On a BOE basis, DD&A expense decreased 2% to $6.27 per BOE for second quarter 2002 as compared to $6.42 per BOE for second quarter 2001. This decrease was due primarily to mix of production. DD&A was $6.31 per BOE for the first six months of 2002 as compared to $6.34 per BOE for the comparable period in 2001.
Corporate
Corporate expenditures comprise general and administrative expenses and DD&A expense for non–oil and gas assets.
General and Administrative Expenses – General and administrative expenses increased $1 million, or 13%, to $9 million for second quarter 2002 compared to $8 million for second quarter 2001. General and administrative expenses increased $4 million, or 27%, to $19 million for the six months ended June 30, 2002 from $15 million for the same period in 2001. The increases were due primarily to increases in employee–related costs, insurance and transportation expenses.
DD&A – DD&A expense for non–oil and gas assets was approximately $5 million and $4 million for the first six months of 2002 and 2001, respectively.
16
Ocean Energy, Inc.
Item 2. Management’s Discussion and Analysis of Financial Condition and Results of Operations
Other
Interest Expense – Interest expense for second quarter 2002 decreased $2 million, or 12%, to $15 million from $17 million for second quarter 2001. This decrease is primarily the result of a $2 million reduction due to interest rate swaps and an increase in the amount of interest capitalized ($12 million for second quarter 2002 as compared to $10 million for second quarter 2001) offset by additional interest expense related to increased borrowing activity.
Interest expense decreased $5 million, or 15%, to $29 million for the first six months of 2002 from $34 million in the comparable 2001 period.
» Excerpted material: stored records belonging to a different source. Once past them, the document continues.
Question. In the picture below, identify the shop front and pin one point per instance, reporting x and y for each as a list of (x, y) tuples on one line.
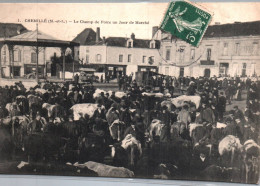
[(115, 71), (147, 68), (28, 69)]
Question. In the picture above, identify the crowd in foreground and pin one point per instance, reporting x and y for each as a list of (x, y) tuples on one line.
[(180, 139)]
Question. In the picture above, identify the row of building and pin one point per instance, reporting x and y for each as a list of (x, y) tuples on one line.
[(225, 50)]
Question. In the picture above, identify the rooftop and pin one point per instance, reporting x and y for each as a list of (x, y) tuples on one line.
[(11, 29)]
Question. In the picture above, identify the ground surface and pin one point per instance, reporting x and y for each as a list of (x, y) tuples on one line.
[(10, 167)]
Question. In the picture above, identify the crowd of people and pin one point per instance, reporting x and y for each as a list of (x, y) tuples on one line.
[(139, 108)]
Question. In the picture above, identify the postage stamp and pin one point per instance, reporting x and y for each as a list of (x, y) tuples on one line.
[(186, 21)]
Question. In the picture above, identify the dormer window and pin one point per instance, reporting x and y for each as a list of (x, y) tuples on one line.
[(130, 43), (152, 44)]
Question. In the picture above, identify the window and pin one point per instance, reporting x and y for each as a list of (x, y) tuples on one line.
[(129, 44), (151, 60), (129, 58), (255, 48), (225, 52), (208, 54), (152, 44), (121, 58), (17, 55), (167, 71), (98, 58), (33, 57), (192, 54), (144, 59), (87, 58), (237, 48), (168, 53), (244, 69)]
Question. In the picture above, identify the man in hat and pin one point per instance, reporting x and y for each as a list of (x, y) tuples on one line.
[(36, 125), (112, 114), (184, 116), (207, 114), (221, 106), (238, 114)]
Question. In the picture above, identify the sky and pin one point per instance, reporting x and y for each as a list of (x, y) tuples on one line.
[(151, 13)]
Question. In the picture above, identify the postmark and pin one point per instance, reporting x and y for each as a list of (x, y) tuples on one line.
[(186, 21)]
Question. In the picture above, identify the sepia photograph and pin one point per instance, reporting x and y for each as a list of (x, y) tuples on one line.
[(131, 90)]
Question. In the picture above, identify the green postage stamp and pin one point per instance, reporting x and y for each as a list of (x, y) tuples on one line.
[(186, 21)]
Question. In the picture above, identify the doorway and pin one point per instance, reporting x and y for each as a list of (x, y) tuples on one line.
[(207, 72)]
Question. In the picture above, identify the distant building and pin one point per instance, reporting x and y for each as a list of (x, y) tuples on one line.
[(225, 50), (22, 60), (117, 55)]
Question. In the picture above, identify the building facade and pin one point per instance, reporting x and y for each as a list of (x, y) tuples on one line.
[(225, 50), (18, 60), (117, 55)]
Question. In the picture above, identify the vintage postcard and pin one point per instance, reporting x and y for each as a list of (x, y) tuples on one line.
[(131, 90)]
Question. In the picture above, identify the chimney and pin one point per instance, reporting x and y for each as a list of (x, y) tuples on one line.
[(154, 30), (97, 34), (133, 36)]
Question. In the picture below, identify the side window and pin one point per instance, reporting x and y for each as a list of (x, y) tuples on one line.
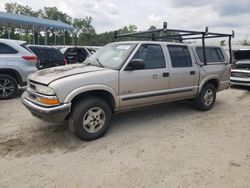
[(180, 56), (212, 54), (152, 55), (5, 49), (54, 54)]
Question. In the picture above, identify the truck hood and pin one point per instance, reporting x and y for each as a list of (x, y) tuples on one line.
[(47, 76)]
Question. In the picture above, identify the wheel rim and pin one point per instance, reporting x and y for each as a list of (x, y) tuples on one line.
[(208, 97), (7, 87), (94, 120)]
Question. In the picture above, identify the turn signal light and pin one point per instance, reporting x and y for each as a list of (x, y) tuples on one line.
[(48, 101)]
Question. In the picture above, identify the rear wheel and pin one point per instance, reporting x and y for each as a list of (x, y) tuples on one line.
[(206, 99), (90, 118), (8, 86)]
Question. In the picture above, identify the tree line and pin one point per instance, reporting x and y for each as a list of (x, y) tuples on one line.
[(84, 32)]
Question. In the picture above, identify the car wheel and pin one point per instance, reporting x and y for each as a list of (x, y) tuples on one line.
[(206, 99), (90, 118), (8, 86)]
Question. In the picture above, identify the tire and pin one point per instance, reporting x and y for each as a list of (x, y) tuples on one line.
[(206, 99), (8, 86), (90, 118)]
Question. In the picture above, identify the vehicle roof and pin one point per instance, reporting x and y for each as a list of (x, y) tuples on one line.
[(9, 41), (42, 46), (164, 42)]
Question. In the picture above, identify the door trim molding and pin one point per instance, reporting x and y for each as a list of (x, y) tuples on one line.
[(146, 95)]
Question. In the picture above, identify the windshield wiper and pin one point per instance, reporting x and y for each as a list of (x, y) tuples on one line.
[(98, 61)]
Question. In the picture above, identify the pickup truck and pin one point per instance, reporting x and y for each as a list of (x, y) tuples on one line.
[(123, 76)]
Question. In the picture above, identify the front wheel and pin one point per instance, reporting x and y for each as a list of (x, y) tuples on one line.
[(90, 118), (8, 86), (206, 99)]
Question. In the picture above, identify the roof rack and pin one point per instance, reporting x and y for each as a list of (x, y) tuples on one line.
[(181, 35)]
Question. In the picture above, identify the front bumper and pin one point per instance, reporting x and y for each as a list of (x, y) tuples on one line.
[(240, 81), (51, 114)]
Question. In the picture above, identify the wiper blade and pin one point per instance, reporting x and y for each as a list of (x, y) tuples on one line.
[(98, 61)]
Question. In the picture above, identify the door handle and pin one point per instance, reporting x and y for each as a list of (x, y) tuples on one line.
[(165, 74), (192, 72)]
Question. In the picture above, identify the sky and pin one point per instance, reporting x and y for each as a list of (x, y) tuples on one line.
[(109, 15)]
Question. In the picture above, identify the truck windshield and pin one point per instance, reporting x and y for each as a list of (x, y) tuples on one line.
[(112, 55)]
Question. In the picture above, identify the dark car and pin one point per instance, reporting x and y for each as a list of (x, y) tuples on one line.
[(48, 56)]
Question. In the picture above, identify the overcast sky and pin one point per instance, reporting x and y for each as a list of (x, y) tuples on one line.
[(218, 15)]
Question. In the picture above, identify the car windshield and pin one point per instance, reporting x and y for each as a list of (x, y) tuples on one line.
[(112, 55)]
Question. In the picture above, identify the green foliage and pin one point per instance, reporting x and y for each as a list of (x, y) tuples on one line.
[(84, 32)]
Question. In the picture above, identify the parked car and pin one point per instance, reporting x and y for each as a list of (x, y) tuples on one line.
[(123, 76), (240, 74), (77, 54), (48, 56), (16, 63)]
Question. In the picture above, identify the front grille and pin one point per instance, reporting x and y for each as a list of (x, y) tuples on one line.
[(240, 74)]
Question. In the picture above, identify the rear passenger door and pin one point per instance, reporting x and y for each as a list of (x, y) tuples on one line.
[(184, 74), (146, 86)]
This decrease is primarily the result of a $3 million reduction due to interest rate swaps and an increase in the amount of interest capitalized ($25 million for the first six months of 2002 as compared to $20 million for the first six months of 2001) offset by additional interest expense related to increased borrowing activity.
Income Tax Expense – Income tax expense of $56 million was recognized for the six months ended June 30, 2002 compared to income tax expense of $173 million for the six months ended June 30, 2001. The effective income tax rates were approximately 45% and 46% for the first six months of 2002 and 2001, respectively.
Liquidity and Capital Resources
Liquidity – The Company’s primary sources of liquidity are its cash on hand, cash flow from operations and available borrowing capacity under its credit facility. During second quarter 2002 the Company entered into a four–year $1 billion Revolving Credit Agreement (the “credit facility”) due May 2006. The credit facility replaced the Company’s previous $500 million facility which was scheduled to mature in March 2004. The Company’s obligations under the credit facility are unsecured. The credit facility was used to repay existing indebtedness under the previous facility and additional borrowings will be used for working capital and general corporate purposes as needed. The credit facility bears interest, at the Company’s option, at LIBOR or prime rates plus applicable margins ranging from zero to 1.7% or at a competitive bid. As of June 30, 2002, borrowings outstanding against the credit facility totaled $150 million, and letters of credit totaled $31 million, leaving $819 million of available credit. The Company’s long–term debt totaled $1.4 billion and its debt to total capitalization ratio was 48% at June 30, 2002.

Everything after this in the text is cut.